うつ伏せになって枕に半分沈んだ顔の、むにっとなっているほっぺをつついていると、おれは今にもベッドに吸い込まれてしまいそうだ。グランツはどうしてこうも誘惑がお上手なのか。
「そうはいかない。ムム……、おれはおまえを起こしておいしい朝ごはんを食べてもらうという使命があるのだ! 朝ごはんは元気のもと!」
「んー……。そういえばお腹が空いてるな」
「そうだろうそうだろう! いまにおまえのお腹はグーグー言い始めるはずだ」
「んあっはっはっは。それは恥ずかしい」
と言いつつグランツはもぞもぞとお布団の中で動いて、ブランケットの中に小さく丸まって隠れようとし始めた!
「あっ、こらこら! 今日の朝ごはんはアレだぞ、おまえがこの間食べたがっていた……」
「この間?」
ブランケットの下からちらっと顔を出す。青い目が二つ、キラッと光っておれを見上げた。よしよし、やはり朝ごはんが気になるようだな。

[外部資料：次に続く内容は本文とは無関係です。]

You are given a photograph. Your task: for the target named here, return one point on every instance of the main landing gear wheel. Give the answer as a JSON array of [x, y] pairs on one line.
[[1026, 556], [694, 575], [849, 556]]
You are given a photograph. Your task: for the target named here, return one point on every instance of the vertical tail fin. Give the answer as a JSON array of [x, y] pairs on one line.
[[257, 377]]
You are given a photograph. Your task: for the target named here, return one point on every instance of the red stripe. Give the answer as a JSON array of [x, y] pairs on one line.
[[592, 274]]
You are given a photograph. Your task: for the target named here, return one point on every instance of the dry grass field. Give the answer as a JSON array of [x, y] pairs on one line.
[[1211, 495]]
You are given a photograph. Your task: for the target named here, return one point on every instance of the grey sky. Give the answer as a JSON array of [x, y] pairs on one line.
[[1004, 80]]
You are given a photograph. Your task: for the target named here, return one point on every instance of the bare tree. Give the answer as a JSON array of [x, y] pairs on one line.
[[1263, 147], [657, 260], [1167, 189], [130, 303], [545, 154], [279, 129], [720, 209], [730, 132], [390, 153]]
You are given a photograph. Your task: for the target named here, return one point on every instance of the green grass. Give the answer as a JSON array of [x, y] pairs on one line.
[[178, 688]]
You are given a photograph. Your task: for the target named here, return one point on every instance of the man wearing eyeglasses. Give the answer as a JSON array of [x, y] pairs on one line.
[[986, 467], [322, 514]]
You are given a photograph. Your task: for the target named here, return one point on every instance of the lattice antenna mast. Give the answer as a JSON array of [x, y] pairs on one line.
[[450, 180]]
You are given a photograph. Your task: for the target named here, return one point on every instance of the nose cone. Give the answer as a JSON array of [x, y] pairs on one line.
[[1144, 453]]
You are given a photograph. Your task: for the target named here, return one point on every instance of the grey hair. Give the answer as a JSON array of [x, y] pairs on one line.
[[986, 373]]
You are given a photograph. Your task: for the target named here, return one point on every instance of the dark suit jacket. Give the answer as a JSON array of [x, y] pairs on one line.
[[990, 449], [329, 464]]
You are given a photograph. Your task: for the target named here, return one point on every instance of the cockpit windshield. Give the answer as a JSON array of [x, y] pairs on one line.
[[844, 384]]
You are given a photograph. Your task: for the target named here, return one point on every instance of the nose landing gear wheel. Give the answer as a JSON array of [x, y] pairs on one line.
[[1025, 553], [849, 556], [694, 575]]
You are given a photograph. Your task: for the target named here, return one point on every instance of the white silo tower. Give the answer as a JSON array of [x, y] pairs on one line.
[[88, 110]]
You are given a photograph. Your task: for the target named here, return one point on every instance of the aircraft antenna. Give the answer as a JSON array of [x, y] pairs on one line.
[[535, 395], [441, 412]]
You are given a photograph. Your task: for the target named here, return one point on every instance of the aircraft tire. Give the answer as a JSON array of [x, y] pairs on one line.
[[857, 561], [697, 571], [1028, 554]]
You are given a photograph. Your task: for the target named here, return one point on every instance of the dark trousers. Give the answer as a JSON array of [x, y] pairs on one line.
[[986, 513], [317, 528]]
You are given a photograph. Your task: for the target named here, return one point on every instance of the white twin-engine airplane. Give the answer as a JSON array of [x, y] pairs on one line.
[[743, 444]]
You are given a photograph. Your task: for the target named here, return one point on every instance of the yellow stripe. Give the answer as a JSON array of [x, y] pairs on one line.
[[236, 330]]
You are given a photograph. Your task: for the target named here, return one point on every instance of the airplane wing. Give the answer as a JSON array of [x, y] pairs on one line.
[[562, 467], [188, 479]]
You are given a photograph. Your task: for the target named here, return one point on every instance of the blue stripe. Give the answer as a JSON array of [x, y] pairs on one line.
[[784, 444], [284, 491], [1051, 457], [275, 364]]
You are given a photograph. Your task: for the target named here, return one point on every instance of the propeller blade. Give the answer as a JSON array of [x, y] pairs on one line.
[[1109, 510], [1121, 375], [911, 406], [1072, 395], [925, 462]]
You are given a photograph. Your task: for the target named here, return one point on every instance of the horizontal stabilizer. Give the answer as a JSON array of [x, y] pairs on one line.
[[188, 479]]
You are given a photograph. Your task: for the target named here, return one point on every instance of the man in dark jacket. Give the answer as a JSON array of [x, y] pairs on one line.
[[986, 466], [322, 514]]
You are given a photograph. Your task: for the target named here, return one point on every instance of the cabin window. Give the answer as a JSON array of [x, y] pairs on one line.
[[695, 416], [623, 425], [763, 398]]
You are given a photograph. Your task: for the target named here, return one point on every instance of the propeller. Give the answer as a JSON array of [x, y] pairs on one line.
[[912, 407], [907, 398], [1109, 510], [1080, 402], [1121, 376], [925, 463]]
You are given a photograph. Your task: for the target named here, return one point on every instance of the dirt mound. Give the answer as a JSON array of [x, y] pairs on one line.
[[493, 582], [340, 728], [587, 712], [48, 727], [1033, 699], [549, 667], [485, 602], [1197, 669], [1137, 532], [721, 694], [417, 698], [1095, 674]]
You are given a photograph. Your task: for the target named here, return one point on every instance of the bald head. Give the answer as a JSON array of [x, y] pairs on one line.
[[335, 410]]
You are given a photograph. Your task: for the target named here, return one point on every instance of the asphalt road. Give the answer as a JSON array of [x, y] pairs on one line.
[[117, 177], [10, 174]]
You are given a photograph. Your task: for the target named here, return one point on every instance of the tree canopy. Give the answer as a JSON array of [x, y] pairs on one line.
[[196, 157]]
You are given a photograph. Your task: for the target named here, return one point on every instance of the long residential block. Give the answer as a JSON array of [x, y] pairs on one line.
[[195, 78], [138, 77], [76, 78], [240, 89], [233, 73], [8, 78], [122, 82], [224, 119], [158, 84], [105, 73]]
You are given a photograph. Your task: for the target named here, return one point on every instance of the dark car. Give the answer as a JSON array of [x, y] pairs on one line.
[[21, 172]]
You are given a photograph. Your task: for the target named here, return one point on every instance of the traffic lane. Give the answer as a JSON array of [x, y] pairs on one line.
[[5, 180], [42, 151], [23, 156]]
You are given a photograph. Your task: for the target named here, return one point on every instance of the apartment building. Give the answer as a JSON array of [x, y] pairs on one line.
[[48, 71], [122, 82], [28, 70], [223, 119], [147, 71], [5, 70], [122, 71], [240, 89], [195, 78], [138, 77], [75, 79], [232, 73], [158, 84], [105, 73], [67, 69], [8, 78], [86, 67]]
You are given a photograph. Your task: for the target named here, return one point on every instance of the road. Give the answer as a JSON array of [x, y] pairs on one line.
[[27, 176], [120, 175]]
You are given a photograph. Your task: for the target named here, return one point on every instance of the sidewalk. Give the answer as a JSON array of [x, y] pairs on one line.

そう、この間グランツが食べたがっていた――というかこの間お店で食べたのだが、キラビアの海辺に出ていた屋台のアレ、非常においしかったアレだ! 家でも作って食べたいな、と話をしていたのを、今朝まさに作ってみたのだ! おれが作ったあの料理!
「今朝のごはんはおまえが食べたがっていた、このおれだ!」
あれ? おれ?
「んっ……ふ、あっはっはっはっはっは!」
「言い間違えた!」
「あっはっはっはっはっは! はははっ、朝から、なんだって? あはははは! く、苦しい……っはは!」
「朝ごはんはおれじゃないぞ! おれを食べちゃったらアレがまだ出来上がっていないからおれもおまえも朝ごはん抜きになる!」
「ふあっはっは、わかってる、ふふ、あはははははは!」
ブランケットの中で丸まってお腹を抱えているグランツ。なんということだ。笑い終わるまで、これはこれでちょっと時間がかかってしまう。